Special Wall Street Journal Report



Working Parents Find They Can't Have It All


NEW YORK, NY - The Wall Street Journal reports a growing backlash by working parents against overscheduled lives. In a special report, entitled, "Work and Family," the Journal finds that parents make heroic efforts to juggle jobs, kids and marriages but have found that juggling too often is an unfulfilling end in itself.

The stress of balancing work and family is no longer a woman's issue -- it increasingly tugs at men, as they take on an equal share of parenting, says the Journal.

While two-career couples rebel against over-loaded lives, another backlash is brewing among those without children who resent colleagues who take time off for kids' activities and are demanding compensatory time off for themselves.

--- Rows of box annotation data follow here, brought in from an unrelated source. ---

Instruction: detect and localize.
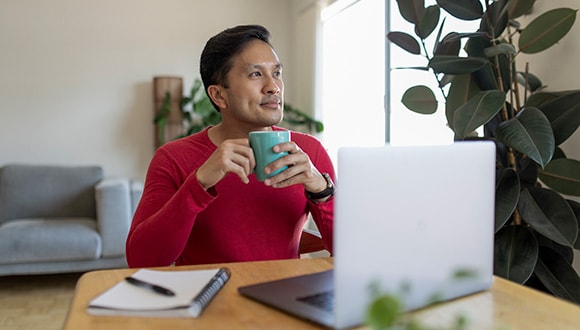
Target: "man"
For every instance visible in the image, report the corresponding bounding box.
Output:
[126,26,334,267]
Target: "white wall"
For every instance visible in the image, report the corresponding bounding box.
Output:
[522,0,580,272]
[0,0,295,179]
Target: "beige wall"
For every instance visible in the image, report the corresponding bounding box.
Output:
[0,0,580,183]
[0,0,295,179]
[518,0,580,165]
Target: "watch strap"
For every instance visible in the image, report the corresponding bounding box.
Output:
[305,173,334,200]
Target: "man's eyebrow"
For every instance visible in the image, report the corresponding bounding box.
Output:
[246,63,284,71]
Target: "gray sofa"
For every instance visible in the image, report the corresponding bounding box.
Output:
[0,164,142,275]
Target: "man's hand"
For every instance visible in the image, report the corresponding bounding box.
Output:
[264,142,326,192]
[196,139,256,190]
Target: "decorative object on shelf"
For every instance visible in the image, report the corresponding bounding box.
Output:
[387,0,580,303]
[153,77,324,147]
[153,76,185,148]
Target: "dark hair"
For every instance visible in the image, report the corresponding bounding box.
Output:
[199,25,272,111]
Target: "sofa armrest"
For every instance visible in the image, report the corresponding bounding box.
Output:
[131,180,143,217]
[95,179,133,257]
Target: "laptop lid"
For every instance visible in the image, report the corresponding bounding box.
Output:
[239,142,495,328]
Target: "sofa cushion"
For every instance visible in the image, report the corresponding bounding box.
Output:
[0,218,102,264]
[0,164,103,223]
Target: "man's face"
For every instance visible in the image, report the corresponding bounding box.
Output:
[221,40,284,128]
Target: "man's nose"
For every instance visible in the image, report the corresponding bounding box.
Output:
[265,79,281,95]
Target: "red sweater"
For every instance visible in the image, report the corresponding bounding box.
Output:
[126,127,335,267]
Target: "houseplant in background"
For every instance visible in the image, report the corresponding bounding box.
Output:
[387,0,580,303]
[153,79,324,144]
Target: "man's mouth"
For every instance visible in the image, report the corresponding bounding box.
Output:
[260,97,281,109]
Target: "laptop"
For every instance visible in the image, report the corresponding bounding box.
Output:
[238,142,495,329]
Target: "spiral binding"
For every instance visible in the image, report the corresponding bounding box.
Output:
[193,268,230,310]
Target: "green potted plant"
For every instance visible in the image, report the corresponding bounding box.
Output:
[153,79,324,144]
[387,0,580,303]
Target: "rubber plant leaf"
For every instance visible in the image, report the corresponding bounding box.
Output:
[429,55,489,75]
[493,226,539,284]
[539,91,580,145]
[538,158,580,196]
[518,187,578,247]
[397,0,425,24]
[437,0,483,21]
[534,247,580,304]
[495,107,556,167]
[387,31,421,55]
[433,34,461,56]
[415,6,440,39]
[495,167,520,232]
[518,8,577,54]
[401,85,437,115]
[516,72,543,92]
[566,199,580,250]
[453,90,505,139]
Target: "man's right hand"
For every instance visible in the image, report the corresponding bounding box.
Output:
[196,139,256,190]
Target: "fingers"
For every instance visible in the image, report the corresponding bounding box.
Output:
[197,139,256,189]
[264,142,321,188]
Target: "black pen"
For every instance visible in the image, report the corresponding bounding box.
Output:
[125,277,175,297]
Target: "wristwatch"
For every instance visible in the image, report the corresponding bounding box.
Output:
[305,173,334,201]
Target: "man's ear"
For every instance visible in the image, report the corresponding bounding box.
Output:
[207,85,228,110]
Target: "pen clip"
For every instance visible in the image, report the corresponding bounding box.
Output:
[125,276,175,297]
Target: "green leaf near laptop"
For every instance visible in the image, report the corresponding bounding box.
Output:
[387,0,580,303]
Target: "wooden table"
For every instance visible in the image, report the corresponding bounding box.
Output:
[65,258,580,330]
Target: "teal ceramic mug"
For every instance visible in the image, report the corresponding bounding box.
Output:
[250,131,290,181]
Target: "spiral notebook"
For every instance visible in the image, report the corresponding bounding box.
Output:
[87,268,230,318]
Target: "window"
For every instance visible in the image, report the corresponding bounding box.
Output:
[319,0,474,156]
[320,0,385,164]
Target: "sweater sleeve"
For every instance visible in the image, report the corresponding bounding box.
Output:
[126,150,215,267]
[293,133,336,254]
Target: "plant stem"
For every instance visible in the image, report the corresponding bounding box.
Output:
[421,39,447,101]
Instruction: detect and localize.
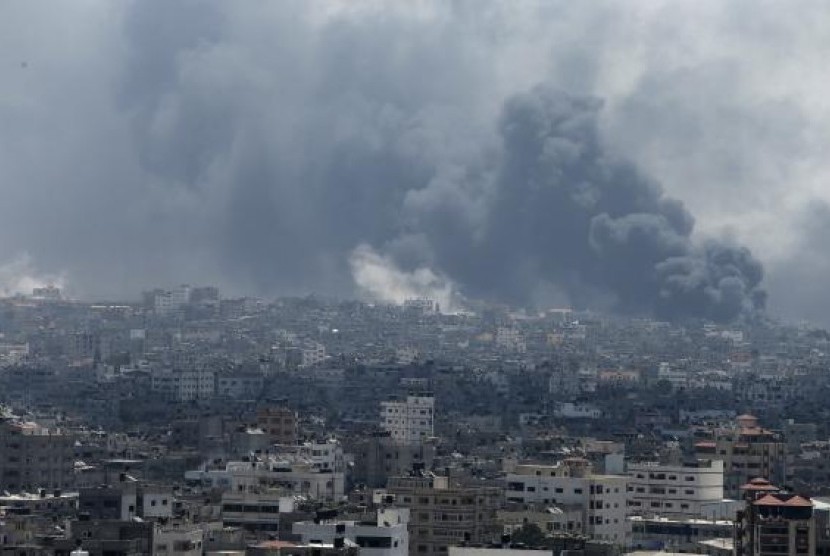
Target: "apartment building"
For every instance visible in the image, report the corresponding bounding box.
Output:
[734,478,816,556]
[695,415,790,498]
[0,415,75,493]
[380,394,435,443]
[257,407,299,446]
[387,475,503,556]
[350,432,436,488]
[293,508,409,556]
[627,460,723,517]
[150,368,216,402]
[506,458,630,544]
[185,442,345,501]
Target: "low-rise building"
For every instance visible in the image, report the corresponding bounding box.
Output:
[628,460,723,517]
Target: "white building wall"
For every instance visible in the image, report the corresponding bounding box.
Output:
[292,508,409,556]
[380,395,435,443]
[628,460,723,517]
[506,465,630,544]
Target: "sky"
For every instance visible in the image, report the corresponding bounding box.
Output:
[0,0,830,325]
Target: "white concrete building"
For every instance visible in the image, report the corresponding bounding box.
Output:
[553,402,602,419]
[292,508,409,556]
[153,525,204,556]
[150,368,216,402]
[222,491,296,533]
[380,394,435,443]
[628,460,723,517]
[506,458,630,545]
[185,442,345,501]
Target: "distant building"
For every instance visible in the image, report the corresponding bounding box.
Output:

"Work and Family," a 20-page report devoted to coverage of working families in the 1990's, is being mailed this week to 350,000 selected Journal subscribers. "This demographic edition is a way to offer a targeted group of readers news and information we think they will find particularly compelling," says Paul E. Steiger, the Journal's managing editor.

The Journal report, which includes 12 articles, probes several important trends:

-- More men are dropping out and leaving successful jobs to spend more time with their families. The journal sees this as part of an overall gender shift occurring in many families with women pushing up the corporate ladder and through the glass ceiling while men pick up more of the responsibilities at home.

-- Does the 50's model -- with the mom staying home full-time with the kids and dad working outside the home -- work in the '90's? The Journal finds a surprising answer.

-- The real conflict between work and family is not so much about responsibility or scheduling as about passion and pleasure. In the struggle to juggle conflicting demands, parents have defined themselves by how much they do rather than what they love and value.

Using a proprietary customer database that identifies Journal subscribers by various demographic characteristics, the 1.8 million circulation daily is developing a second demographic edition, focusing on retirement and pre-retirement planning, to be published in September.